14. Use the Browse option to select the file that you want to import, then complete the wizard steps. You will need to provide the password that you assigned to the file when you were exporting it.

Although using encryption is rather easy for end users, many difficulties that you will face as an A+ technician will involve data recovery. Aside from using the private key to encrypt/decrypt data, Windows XP Professional also provides Recovery Agents for this purpose. Consider this example: A certain user knows just enough to be dangerous, and accidentally deletes his private key. The computer is full of company-sensitive encrypted data that no one can read without the user’s private key. What can you do? The answer is to use the Recovery Agent. In same manner, what if a user leaves the company and leaves important data encrypted? Again, the answer is to use the Recovery Agent.
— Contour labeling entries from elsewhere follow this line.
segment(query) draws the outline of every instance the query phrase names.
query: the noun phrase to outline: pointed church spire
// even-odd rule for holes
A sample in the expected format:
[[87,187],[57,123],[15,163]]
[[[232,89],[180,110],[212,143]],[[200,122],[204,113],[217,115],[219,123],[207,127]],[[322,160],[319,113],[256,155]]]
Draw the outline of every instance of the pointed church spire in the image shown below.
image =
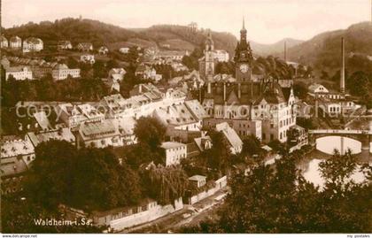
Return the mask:
[[243,29],[245,29],[245,26],[244,26],[244,16],[243,16]]
[[240,33],[242,34],[244,34],[244,33],[247,33],[247,30],[245,29],[245,20],[244,20],[244,17],[243,16],[243,27],[242,27],[242,29],[240,30]]

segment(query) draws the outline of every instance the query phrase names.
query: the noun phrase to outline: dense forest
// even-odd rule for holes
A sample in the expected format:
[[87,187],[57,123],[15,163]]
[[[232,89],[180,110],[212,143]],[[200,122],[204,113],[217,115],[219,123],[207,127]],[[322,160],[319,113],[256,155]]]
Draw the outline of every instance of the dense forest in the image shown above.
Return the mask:
[[[229,33],[213,32],[216,48],[233,53],[236,38]],[[54,22],[42,21],[39,24],[29,22],[19,27],[4,29],[8,39],[12,35],[27,38],[39,37],[44,46],[57,45],[61,40],[69,40],[73,45],[78,42],[92,42],[95,47],[107,45],[117,49],[125,44],[138,44],[141,47],[170,44],[171,50],[193,50],[201,46],[206,30],[191,31],[188,27],[176,25],[159,25],[141,30],[130,30],[92,19],[62,19]]]

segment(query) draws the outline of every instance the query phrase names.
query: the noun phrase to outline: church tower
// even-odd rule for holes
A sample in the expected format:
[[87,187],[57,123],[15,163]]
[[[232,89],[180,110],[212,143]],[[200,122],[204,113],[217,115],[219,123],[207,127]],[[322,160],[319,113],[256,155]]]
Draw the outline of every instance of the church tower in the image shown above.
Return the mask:
[[244,26],[244,19],[243,19],[243,27],[240,30],[240,41],[237,42],[235,50],[235,77],[238,82],[245,82],[251,81],[252,76],[252,61],[253,59],[252,50],[247,42],[247,30]]
[[214,75],[214,42],[212,40],[212,34],[211,31],[208,32],[208,36],[205,40],[205,76],[213,77]]

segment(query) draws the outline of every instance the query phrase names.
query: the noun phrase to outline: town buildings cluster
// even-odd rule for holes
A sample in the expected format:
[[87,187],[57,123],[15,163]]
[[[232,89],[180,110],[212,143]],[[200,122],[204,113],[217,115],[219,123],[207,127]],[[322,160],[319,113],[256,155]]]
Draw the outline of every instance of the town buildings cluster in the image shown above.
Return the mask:
[[[190,27],[195,30],[197,26],[192,24]],[[37,109],[42,108],[41,105],[52,107],[57,121],[50,123],[45,111],[36,110],[33,117],[39,130],[27,133],[22,139],[4,142],[1,177],[4,182],[2,193],[22,189],[19,184],[35,159],[35,148],[41,142],[51,139],[65,140],[78,150],[84,147],[131,146],[137,143],[134,131],[136,121],[142,117],[151,117],[166,127],[166,141],[161,143],[165,150],[162,164],[166,167],[180,165],[182,159],[197,157],[205,150],[213,148],[208,130],[221,132],[233,155],[242,152],[243,140],[249,136],[258,138],[262,145],[275,140],[287,142],[291,129],[299,132],[297,139],[300,144],[306,144],[307,134],[297,125],[298,100],[295,97],[292,81],[285,79],[279,81],[263,74],[253,75],[253,55],[246,34],[243,23],[233,58],[235,76],[216,73],[217,64],[229,62],[230,58],[226,50],[214,49],[212,35],[208,33],[204,56],[198,59],[199,71],[189,72],[182,64],[183,57],[189,56],[188,51],[155,51],[151,60],[139,62],[134,72],[136,77],[151,80],[153,83],[136,85],[130,90],[128,98],[119,93],[127,71],[115,67],[108,72],[107,78],[102,79],[115,93],[97,102],[20,103],[21,106],[33,105]],[[27,38],[22,46],[19,37],[12,37],[8,44],[6,38],[2,36],[1,47],[22,48],[24,52],[31,52],[40,51],[43,46],[43,41],[37,38]],[[82,52],[80,56],[81,62],[95,63],[91,43],[80,42],[75,48]],[[74,48],[69,41],[60,41],[58,49],[66,50]],[[97,51],[100,55],[106,55],[109,50],[102,46]],[[128,54],[129,48],[120,48],[119,51]],[[3,58],[1,64],[5,69],[5,80],[11,75],[19,81],[32,80],[47,73],[50,73],[55,81],[81,76],[80,69],[69,69],[65,64],[43,59],[8,57]],[[188,73],[171,78],[167,87],[157,86],[163,75],[157,73],[155,66],[163,64],[171,65],[175,72]],[[193,93],[198,95],[198,98],[192,96]],[[345,94],[332,92],[320,84],[311,85],[309,95],[326,105],[325,111],[329,113],[358,106],[353,101],[345,100]],[[51,127],[52,124],[55,126]],[[265,148],[271,150],[267,146]],[[201,174],[195,174],[189,180],[197,188],[206,184],[206,177]],[[215,192],[226,186],[226,177],[221,180],[221,183],[216,183],[214,188],[208,191]],[[190,199],[190,203],[195,202],[193,199]],[[174,203],[173,211],[180,205],[180,201]],[[155,209],[168,209],[160,207],[156,201],[145,201],[141,207],[141,211],[136,208],[137,214]],[[122,223],[118,225],[120,222],[117,220],[122,221],[132,215],[131,209],[120,209],[116,215],[112,212],[95,212],[93,219],[99,225],[120,226]],[[131,222],[133,220],[128,221],[126,226]]]

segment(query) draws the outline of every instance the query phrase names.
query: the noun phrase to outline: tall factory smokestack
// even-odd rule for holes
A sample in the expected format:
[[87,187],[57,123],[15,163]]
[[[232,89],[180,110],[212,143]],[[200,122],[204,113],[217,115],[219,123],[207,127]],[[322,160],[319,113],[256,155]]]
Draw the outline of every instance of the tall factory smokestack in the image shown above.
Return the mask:
[[345,93],[345,38],[341,38],[341,79],[340,79],[340,92]]

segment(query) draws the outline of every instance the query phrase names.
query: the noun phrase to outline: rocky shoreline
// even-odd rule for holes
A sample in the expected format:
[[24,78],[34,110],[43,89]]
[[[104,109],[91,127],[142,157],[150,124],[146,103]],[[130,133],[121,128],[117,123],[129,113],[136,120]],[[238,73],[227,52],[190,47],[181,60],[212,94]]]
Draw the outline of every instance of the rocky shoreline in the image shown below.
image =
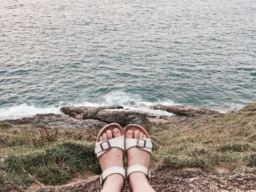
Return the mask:
[[167,112],[173,115],[157,116],[138,110],[124,109],[121,106],[65,107],[61,109],[64,114],[37,114],[31,118],[4,121],[16,125],[42,125],[50,128],[100,128],[111,123],[119,123],[121,126],[132,123],[146,126],[152,123],[170,123],[177,118],[197,118],[219,113],[207,108],[184,105],[154,105],[151,108]]

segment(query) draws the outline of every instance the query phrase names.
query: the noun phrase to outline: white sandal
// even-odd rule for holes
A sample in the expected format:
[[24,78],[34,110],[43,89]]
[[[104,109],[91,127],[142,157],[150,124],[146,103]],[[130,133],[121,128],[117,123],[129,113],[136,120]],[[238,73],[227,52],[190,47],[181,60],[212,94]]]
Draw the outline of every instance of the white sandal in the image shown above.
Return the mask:
[[[124,135],[121,134],[120,137],[114,137],[109,140],[105,140],[102,142],[99,142],[99,137],[102,136],[104,133],[108,130],[110,130],[111,131],[114,128],[118,128],[121,133],[123,133],[123,128],[117,123],[110,123],[105,127],[103,127],[97,135],[97,142],[95,145],[95,153],[97,154],[97,158],[99,158],[101,155],[102,155],[105,153],[106,153],[108,150],[112,147],[118,147],[124,151]],[[124,180],[125,179],[126,172],[124,167],[122,166],[111,166],[106,169],[99,177],[100,185],[103,185],[106,178],[113,174],[119,174],[123,176]]]
[[[135,132],[135,131],[140,131],[140,132],[142,132],[143,134],[146,134],[147,138],[135,139],[135,138],[125,137],[125,151],[127,151],[127,150],[131,147],[137,147],[151,154],[153,144],[152,144],[151,139],[149,138],[149,134],[147,132],[147,131],[146,131],[144,128],[143,128],[139,125],[131,124],[124,128],[124,135],[126,135],[127,132],[129,130],[132,130],[133,132]],[[145,174],[148,181],[150,181],[151,171],[147,167],[143,165],[130,166],[127,169],[127,177],[128,178],[129,175],[134,172],[142,172]]]

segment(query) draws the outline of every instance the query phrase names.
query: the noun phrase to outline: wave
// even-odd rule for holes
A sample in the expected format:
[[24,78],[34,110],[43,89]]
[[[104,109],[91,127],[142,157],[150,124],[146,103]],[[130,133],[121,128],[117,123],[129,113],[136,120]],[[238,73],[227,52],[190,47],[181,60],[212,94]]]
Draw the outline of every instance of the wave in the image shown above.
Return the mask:
[[100,107],[100,106],[122,106],[124,109],[151,114],[156,116],[171,116],[173,113],[159,110],[152,110],[151,106],[159,104],[175,104],[173,101],[149,102],[143,101],[139,95],[127,94],[122,91],[114,91],[106,94],[97,102],[83,101],[80,103],[60,102],[58,107],[49,106],[45,107],[28,105],[26,104],[0,108],[0,120],[18,119],[31,117],[39,113],[61,114],[61,107],[65,106],[74,107]]

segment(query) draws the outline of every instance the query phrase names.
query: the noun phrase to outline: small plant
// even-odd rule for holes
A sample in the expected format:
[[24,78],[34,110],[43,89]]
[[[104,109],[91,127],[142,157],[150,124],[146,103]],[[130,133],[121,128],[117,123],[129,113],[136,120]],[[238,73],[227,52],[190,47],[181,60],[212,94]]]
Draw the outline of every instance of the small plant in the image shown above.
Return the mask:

The Recovery Agent can be assigned so that the data can be recovered if the user’s private key is lost or corrupted, or if the user suddenly decides to never return to work. To prevent data from being hopelessly lost in encryption, a Recovery Agent can decrypt the data. It is important to note that the agent can only decrypt data, not reencrypt it.

To configure a Recovery Agent, you must be logged on to Windows XP Professional as an administrator and you need to know the location of the certificate of the person who will become the Recovery Agent. If you are part of a domain, a network administrator will need to assist in this process since certificates are most often stored in the Active Directory in Windows domain networks. To configure a Recovery Agent, follow the steps described in the next section.

Configuring a Recovery Agent

1. Click Start | Run. Type MMC and click OK.

2. In the console window, click File | Add/ Remove Snap-In.

3. In the snap-in window, click Add. In the Add Standalone snap-in window, click Group Policy, then click Add.

4. In the Group Policy Object window, leave the Local Computer option selected, as shown here, and click Finish.

   

5. Click Close on the Add Standalone snap-in window, then click OK on the Snap-In window. You now see the Local Computer Policy in the MMC. Expand Local Computer Policy | Computer Configuration | Windows Settings | Security Settings | Public Key Policies | Encrypting File System.

6. Right-click the Encrypting File System folder and click Add Data Recovery Agent. This starts the Add Recovery Agent Wizard. Click Next on the Welcome screen.

7. Using the wizard, locate the desired user certificate. You can select the certificate from the Active Directory. If the certificate is not located in the Active Directory, you need to choose a local *.cer file. The certificate must be saved as a *.cer file.

Aside from the using the Windows XP GUI interface for encrypting and decrypting data, you can also use the Cipher command-line tool. The command-line syntax and switches for the tool are as follows:

Cipher [/e] [/d] [/s[:dir]] [/a] [/i] [/f] [/q] [/h] [pathname [...]]

Table 3-2 defines each of the command switches.

You can also allow other users to access an encrypted file. This feature, which is new in Windows XP, provides a great way to secure a file that only a few people need to access. To give other users access to an encrypted file, follow the steps in the next section.

Giving Other Users Access to an Encrypted File

1. Right-click an encrypted file and click Properties.

2. On the General tab, click the Advanced button.

3. On the Advanced Attributes dialog box, click the Details button.

4. In the Encryption Details dialog box, shown next, use the Add and Remove buttons to manage the users that can access the encrypted file.

   

   Only users who have an EFS certificate on the computer appear as selection options. If a user does not appear that you need to give access, have the user log on to the computer and encrypt a file. This will create the needed certificate. The user will then appear in the Encryption Details dialog box as a selection option.